PROOF, a phase IV, retrospective and prospective, open-label study was conducted to evaluate the efficacy and tolerability of intramuscular (IM) IFNB-1a 30 mcg once weekly compared with subcutaneous (SC) IFNB-1a 44 mcg three times weekly in RMS patients.

The goal of this pre-specified endpoint was to determine the incidence of NAb formation and their effects on clinical and MRI endpoints. Prior to enrollment, subjects received IM or SC IFNB-1a for 12 to 24 months without switch or interruption and had an EDSS of 0.0-5.5.

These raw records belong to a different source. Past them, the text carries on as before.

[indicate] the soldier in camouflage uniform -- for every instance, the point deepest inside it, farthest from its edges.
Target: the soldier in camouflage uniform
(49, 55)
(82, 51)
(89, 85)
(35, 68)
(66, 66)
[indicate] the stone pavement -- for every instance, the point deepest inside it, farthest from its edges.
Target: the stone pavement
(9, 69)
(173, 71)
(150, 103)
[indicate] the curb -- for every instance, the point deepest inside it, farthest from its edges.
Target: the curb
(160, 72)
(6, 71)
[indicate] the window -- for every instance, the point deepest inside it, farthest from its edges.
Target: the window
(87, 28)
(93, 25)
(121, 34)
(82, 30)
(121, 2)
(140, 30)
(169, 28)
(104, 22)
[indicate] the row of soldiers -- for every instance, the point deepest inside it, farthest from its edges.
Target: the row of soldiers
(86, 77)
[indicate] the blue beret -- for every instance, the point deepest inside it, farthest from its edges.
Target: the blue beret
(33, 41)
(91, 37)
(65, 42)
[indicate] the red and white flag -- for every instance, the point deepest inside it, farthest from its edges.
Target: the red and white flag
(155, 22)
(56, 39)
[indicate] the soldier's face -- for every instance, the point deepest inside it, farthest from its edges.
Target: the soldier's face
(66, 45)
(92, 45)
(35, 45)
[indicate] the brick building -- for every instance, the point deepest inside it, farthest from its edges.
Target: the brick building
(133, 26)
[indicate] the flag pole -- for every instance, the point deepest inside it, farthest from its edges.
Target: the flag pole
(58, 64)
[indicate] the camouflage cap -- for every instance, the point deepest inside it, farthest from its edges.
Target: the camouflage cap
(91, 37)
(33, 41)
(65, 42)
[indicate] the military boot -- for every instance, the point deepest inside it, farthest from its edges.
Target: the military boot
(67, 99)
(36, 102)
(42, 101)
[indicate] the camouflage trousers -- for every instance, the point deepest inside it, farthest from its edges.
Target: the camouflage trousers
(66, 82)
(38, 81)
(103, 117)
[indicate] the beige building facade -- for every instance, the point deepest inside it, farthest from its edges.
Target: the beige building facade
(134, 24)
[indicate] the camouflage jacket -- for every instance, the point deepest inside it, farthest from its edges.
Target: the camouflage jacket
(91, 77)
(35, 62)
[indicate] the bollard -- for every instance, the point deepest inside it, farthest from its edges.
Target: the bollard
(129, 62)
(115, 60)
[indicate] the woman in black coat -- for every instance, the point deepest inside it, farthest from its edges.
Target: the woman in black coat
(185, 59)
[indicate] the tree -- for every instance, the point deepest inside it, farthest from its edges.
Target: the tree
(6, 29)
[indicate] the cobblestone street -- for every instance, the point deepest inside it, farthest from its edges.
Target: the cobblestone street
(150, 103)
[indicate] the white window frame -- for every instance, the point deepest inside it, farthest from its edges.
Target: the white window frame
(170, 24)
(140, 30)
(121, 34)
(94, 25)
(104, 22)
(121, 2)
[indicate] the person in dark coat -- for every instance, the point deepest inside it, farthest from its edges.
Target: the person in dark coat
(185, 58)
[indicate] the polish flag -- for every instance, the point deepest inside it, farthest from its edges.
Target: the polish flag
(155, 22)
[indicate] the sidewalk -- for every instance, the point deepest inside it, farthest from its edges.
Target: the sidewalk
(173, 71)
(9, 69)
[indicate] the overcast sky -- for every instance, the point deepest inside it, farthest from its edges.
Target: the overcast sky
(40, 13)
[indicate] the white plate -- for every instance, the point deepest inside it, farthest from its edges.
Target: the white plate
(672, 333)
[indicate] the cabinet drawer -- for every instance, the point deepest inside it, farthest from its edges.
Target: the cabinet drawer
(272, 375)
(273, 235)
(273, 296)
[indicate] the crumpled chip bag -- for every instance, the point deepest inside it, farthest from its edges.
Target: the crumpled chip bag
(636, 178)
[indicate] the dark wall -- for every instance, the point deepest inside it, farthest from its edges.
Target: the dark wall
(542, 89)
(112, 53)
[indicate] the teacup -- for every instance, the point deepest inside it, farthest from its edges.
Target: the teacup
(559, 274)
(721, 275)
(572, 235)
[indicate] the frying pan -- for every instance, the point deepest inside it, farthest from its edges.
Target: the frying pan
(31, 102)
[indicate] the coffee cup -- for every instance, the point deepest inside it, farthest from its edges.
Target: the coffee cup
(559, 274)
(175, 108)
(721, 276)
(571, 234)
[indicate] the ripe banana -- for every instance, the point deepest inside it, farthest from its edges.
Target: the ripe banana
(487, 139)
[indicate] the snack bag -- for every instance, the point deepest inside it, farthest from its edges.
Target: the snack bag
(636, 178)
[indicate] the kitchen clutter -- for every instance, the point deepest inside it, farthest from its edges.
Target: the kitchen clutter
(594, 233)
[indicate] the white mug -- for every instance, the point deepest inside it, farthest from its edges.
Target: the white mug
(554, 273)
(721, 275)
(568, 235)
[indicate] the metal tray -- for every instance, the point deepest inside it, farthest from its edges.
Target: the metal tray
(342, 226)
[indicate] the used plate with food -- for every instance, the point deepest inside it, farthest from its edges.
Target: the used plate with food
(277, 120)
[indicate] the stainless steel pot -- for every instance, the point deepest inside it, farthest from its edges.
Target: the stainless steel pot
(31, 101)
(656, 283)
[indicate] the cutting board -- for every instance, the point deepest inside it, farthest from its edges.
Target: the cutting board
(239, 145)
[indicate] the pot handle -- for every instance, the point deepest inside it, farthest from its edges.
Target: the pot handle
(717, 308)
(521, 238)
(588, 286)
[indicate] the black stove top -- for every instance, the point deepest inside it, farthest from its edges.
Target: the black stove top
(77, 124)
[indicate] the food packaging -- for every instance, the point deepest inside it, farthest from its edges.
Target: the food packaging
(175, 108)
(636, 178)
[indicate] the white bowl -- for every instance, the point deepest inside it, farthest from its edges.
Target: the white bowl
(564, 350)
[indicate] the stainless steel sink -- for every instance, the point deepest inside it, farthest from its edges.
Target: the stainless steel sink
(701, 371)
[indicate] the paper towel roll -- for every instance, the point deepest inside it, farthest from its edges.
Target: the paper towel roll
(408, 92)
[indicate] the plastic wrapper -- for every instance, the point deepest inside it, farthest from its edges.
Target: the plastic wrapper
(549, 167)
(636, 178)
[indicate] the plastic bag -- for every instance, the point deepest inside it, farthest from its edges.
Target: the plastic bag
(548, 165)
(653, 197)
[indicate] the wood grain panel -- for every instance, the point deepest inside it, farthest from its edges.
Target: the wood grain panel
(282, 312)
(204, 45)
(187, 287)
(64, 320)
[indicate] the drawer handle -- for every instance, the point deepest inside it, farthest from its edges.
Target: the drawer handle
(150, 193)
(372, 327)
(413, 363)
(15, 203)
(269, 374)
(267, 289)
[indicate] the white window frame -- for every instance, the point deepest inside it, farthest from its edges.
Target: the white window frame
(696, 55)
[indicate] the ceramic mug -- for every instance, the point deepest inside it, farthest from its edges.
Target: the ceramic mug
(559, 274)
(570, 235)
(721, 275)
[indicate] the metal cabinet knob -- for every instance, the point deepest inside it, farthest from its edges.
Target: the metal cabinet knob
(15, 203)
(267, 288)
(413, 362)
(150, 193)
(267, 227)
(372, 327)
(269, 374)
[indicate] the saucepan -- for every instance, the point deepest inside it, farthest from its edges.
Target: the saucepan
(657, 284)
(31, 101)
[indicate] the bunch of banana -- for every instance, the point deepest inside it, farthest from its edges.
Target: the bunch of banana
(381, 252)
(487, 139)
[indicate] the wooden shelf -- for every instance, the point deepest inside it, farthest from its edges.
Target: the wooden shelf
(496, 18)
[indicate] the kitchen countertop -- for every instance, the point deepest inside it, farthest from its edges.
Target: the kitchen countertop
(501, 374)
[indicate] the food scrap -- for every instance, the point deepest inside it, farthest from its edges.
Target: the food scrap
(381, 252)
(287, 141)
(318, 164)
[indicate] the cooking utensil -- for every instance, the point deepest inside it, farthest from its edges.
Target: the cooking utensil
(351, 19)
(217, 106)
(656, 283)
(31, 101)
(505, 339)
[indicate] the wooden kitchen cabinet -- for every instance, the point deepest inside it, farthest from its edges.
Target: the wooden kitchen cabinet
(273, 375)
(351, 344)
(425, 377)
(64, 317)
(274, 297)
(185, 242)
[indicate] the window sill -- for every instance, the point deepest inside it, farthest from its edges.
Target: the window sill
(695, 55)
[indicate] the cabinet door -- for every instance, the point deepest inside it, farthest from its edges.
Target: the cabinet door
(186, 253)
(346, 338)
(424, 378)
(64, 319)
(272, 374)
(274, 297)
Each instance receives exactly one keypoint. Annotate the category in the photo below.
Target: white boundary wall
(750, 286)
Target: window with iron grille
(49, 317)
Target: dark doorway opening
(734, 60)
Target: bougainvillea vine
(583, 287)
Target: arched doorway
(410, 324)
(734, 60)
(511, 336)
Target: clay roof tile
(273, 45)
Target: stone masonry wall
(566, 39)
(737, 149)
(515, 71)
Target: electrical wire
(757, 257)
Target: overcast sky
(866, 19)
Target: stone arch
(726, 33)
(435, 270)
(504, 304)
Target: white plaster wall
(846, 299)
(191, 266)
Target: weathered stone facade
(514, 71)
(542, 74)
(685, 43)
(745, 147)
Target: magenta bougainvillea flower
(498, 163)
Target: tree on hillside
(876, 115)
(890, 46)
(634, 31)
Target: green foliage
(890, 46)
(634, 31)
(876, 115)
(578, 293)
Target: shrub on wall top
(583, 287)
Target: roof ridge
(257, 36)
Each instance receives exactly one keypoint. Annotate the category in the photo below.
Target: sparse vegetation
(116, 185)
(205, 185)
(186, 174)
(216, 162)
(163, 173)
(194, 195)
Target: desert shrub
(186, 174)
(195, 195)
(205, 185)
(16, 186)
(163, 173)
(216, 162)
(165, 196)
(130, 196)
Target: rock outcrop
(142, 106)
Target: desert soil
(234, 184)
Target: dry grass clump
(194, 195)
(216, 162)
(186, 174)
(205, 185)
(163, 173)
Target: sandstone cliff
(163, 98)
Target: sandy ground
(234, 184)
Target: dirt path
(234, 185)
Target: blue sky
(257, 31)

NAbs were evaluated at study enrollment and month 6. 123 patients (n=59, IM; n=64, SC) were evaluated for NAbs. At study enrollment, 0% and 21% of patients treated with IM IFNB-1a and SC IFNB-1a were NAb+. Persistent NAbs (positive at month 0 and 6) were present in 19% of patients, all treated with SC IFNB-1a.

Compared with NAb- patients, NAb+ patients had significantly more new or enlarging T2 lesions (36.4% vs 59.3% with 0 lesions; p=0.003), total number of Gd+ lesions (54.5% vs 75.6% with 0 lesions; p=0.04), and trended towards a higher Gd+ lesion volume (0.31 vs 0.05, p=0.02 at month 0; 0.21 vs 0.04, p = 0.06 at month 6).

Disease progression (EDSS) from study enrollment to month 6 increased significantly more in NAb+ patients compared with NAb- patients (p=0.02).

Compared with patients treated with IM IFNB-1a, patients treated with SC IFNB-1a were more likely to have persistent NAb+ titers. NAb+ patients had significantly more signs of disease as shown by new or enlarging T2 lesions, total Gd+ lesions, and increased EDSS after 18 to 30 months on therapy.